Beim Lesen entstehen genau jene Gefühle, die große Gegenwartsliteratur ausmachen: ein taumelndes Staunen über die eigene Verunsicherung, eine tiefe Empathie mit dem Leiden an der Zeit und zugleich eine leise Erleichterung, dass jemand die Widersprüche nicht glattbügelt. Man legt das Buch weg und denkt: Ja, so fühlt sich 2024 an – und vielleicht auch jeder folgende Sommer.

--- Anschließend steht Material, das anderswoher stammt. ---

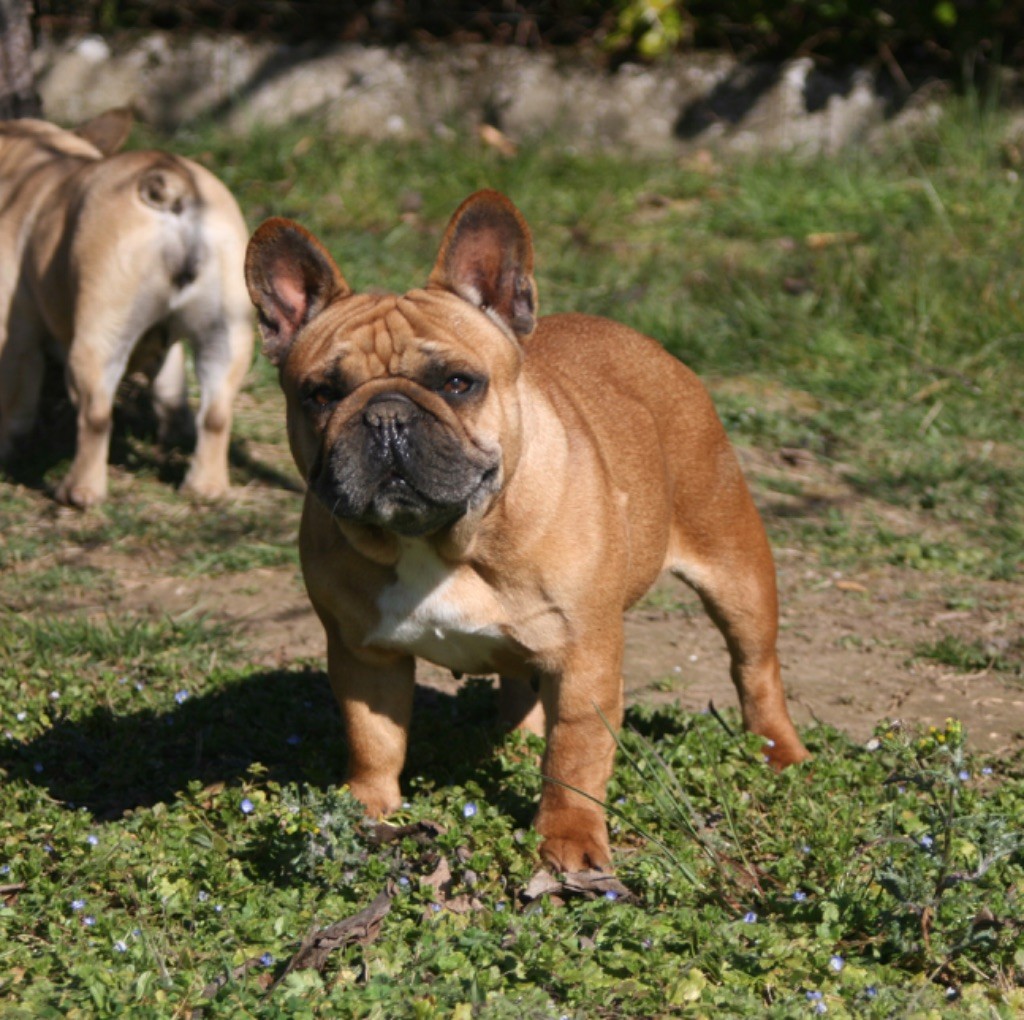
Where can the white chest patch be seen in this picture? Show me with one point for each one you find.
(448, 615)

Im Vergleich zu anderen Zeitromanen oder autofiktionalen Werken unterscheidet sich "Sommer 24" durch seine Weigerung, zu versöhnen, wo keine Versöhnung möglich ist. Es ist kein distanzierter Chronik-Roman und auch kein reines Bekenntnisbuch. Stattdessen fordert es das Aushalten des Unerträglichen – und macht genau darin seinen literarischen Fortschritt.

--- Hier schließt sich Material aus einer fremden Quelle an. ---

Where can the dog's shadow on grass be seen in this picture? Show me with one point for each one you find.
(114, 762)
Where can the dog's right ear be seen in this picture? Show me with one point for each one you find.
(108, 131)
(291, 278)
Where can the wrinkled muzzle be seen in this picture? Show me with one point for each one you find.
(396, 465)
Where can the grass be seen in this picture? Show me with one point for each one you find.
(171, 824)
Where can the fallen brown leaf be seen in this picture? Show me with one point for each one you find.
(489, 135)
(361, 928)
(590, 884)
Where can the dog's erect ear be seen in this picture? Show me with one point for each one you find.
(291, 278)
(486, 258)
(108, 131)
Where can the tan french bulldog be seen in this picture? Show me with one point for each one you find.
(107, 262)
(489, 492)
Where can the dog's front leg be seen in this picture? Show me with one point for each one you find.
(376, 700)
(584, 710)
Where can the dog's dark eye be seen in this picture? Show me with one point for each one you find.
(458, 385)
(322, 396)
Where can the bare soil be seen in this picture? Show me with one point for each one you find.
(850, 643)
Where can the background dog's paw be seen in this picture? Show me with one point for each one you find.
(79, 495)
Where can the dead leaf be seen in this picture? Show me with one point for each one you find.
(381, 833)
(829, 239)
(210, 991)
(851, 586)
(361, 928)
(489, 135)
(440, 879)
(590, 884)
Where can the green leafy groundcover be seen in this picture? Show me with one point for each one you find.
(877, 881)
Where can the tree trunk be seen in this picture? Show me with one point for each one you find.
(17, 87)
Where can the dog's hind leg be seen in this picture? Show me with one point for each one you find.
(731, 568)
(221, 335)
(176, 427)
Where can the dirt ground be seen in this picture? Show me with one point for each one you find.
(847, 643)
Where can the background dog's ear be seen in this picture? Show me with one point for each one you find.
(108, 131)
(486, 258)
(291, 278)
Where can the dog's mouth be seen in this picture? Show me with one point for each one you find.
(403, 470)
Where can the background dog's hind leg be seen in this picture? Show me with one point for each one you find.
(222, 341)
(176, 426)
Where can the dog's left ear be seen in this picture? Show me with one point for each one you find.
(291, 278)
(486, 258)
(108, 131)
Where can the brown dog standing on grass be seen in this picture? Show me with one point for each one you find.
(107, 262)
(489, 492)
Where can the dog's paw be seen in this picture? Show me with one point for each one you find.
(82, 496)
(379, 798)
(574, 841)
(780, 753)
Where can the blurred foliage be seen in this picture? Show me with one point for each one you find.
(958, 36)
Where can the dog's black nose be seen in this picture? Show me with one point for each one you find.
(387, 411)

Wer diesen Roman liest, gewinnt mehr als nur eine Momentaufnahme der Gegenwart. Man erhält ein Werkzeug: die Fähigkeit, eigene Gewissheiten zu revidieren, ohne in Zynismus abzugleiten. In einer polarisierten Welt, die ständig neue Fronten zieht, ist dieses Bewusstsein der vielleicht radikalste Akt von Freiheit.

Für wen geeignet?

  • Ideal für Leser, die autofiktionale Zeitromane schätzen, in denen das Private nahtlos mit dem Politischen verschmilzt und der Autor sich schonungslos selbst infrage stellt – besonders wenn sie an einer intellektuellen Diagnose der Gegenwartskrisen interessiert sind, ohne dass diese in pure Reportage oder Predigt abgleitet. Wer Navid Kermanis frühere Werke wie "Das Alphabet bis S." oder essayistische Reportagen wie "Entlang den Gräben" mochte, wird auch diesen Roman lieben: Wie dort verdichtet er in nur 160 Seiten persönliche Erschütterungen – den assistierten Suizid eines jüdischen Freundes mit AfD-Sympathien, eine Missbrauchsvorwurf gegen den Erzähler selbst, die Hochzeit der Tochter als bürgerliche Utopie – mit den globalen Verdichtungen des Sommers 2024 (Kriege in Gaza, Ukraine, Sudan, Verhärtung der Debattenkultur) zu einer dichten, introspektiven Reflexion über den Zerfall liberaler Gewissheiten, verschobene moralische Koordinaten und die Frage, ob der Intellektuelle noch seiner eigenen Meinung trauen darf. Die elegante, fast beiläufige Prosa hinterlässt den Leser taumelnd mit neuen Gedanken und eignet sich ideal für alle, die Literatur als Spiegel und Selbstprüfung suchen sowie über Demokratieerosion, Feminismus oder Antisemitismus debattieren wollen.

  • Eher nichts für Leser, die einen klassischen Roman mit straffem Plot, fiktionaler Distanz oder erzählerischer Spannung erwarten, denn „Sommer 24“ ist bewusst formlos und essayistisch: ein intimes Selbstgespräch, das private und politische Stränge ohne klassischen Bogen oder Figurenentwicklung nebeneinanderstellt. Auch wer pure Unterhaltung, Leichtigkeit oder Escapismus sucht, wird hier nicht fündig; die schonungslose Konfrontation mit realen Krisen, Suizid, Missbrauchsthematik und der eigenen Selbstzweifel des Erzählers lässt keinen Raum für unbeschwerte Lektüre. Ebenso wenig geeignet für jene, die autofiktionale Vermischungen von Autor und Erzähler ablehnen oder sich an belehrenden, moderierenden Tönen stören – Kritiker bemängeln genau diese "Power-Point-Rhetorik" und Formlosigkeit, die den Text für plot-orientierte Leser langatmig oder unentschlossen wirken lässt. Wer schnelle, actionreiche oder harmonisch aufgelöste Geschichten bevorzugt, wird die erzählerische Dynamik vermissen, die Kermani in anderen Genres meisterhaft beherrscht.